Throughout the month of July, the Five Boroughs saw 29 murders and 158 shooting incidents, which were both significantly lower than the same month in 2020, which saw 57 killings and 243 incidents of gun violence — making a decline of 49 percent and 35 percent, respectively.
If the 29 murders in July 2021 occur every month for a calendar year, that would represent 348 killings — the seventh lowest amount for a year since 1960.
“The month of July was always one of the toughest months every year,” Mayor de Blasio said at a press conference. “The middle of the summer — tough, tough time. And yet, the NYPD rose to the challenge, fought back gun violence. More to do, but real evidence of fighting it back.”
The positive news comes after the month of June, which also saw a decline in violent crime over the previous year, with 33 murders and 165 shooting incidents — representing a 23.3 percent and 19.5 percent decline from June 2020, respectively.
“This is now two months in a row, and I take a lot of positive in that,” Police Commissioner Dermot Shea said. “Two months in a row that we’re driving the violence down in New York City.”
Seeing a reversal of the trend toward greater violent crime provides a much-needed sigh of relief from New Yorkers worried about public safety.
Last year, many city-dwellers were alarmed at a murder rate that far exceeded the norm of the proceeding decade — as 2020 saw 462 murders in the Five Boroughs, compared with an average of just 362 killings between 2011 and 2020.
Troublingly, the beginning of 2021 appeared as though it would see a similar rise in murders, as 213 were killed in the first six months of the year.

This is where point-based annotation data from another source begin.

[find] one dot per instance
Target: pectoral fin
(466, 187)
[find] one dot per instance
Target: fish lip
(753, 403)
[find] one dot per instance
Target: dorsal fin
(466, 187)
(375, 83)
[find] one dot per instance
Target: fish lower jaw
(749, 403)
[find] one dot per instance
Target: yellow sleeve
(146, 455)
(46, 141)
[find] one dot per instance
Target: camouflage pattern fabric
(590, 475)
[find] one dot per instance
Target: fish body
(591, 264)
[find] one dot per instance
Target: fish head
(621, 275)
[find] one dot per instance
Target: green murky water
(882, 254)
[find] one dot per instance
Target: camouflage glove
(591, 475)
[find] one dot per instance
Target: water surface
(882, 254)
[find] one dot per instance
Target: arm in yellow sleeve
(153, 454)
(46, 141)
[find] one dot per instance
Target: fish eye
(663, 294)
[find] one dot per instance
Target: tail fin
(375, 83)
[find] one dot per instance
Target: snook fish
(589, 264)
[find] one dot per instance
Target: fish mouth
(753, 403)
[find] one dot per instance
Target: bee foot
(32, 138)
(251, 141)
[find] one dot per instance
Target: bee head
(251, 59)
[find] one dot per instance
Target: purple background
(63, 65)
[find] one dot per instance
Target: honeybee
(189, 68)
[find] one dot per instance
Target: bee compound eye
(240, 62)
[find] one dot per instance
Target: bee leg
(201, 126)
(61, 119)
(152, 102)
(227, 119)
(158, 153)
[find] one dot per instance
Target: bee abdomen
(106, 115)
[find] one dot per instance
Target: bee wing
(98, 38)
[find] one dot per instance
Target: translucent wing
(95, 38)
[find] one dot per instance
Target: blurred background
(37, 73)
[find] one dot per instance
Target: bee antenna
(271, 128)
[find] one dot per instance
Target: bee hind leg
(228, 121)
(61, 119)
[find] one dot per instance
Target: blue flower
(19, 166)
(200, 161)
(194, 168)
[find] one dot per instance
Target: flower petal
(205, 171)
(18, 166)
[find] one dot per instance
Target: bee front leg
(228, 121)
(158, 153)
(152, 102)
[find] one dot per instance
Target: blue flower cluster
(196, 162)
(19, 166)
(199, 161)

The year-and-a-half rise coincided with the city’s mayoral election, which found violent crime to be among the most talked-about issues among both candidates and voters.
Nearly half of all voters chose “crime or violence” as their main concern in a NY1 public opinion poll from May, which outpaced “affordable housing” at 31 percent and the pandemic at 30 percent.
Ultimately, Brooklyn Borough President Eric Adams, a former police officer, won the Democratic nomination largely by rejecting the “Defund the Police” movement and harping on the need to increase public safety, including by bringing back the NYPD’s controversial Anti-Crime Unit.
“We should not throw out the baby with the bathwater. Having a good Anti-Crime team will continue to take guns off the streets,” Adams told WNYC/Gothamist and THE CITY. “We can do it right, we’ll get it right, and we’ll make sure our city is safe.”
Now, though, violent crime is trending back downward.
In Brooklyn, 8 people were murdered between July 4 and Aug. 1, compared with 21 during the same timeframe last year, according to NYPD statistics. During that same time, the Police Department recorded 42 shooting incidents, compared with 112 the previous year — marking a 62.5 percent decline.
“We had real challenges, but we also saw some extraordinary successes by the NYPD, and through the cooperation of the NYPD and community, and through excellent efforts at the grassroots level to stop violence,” de Blasio said.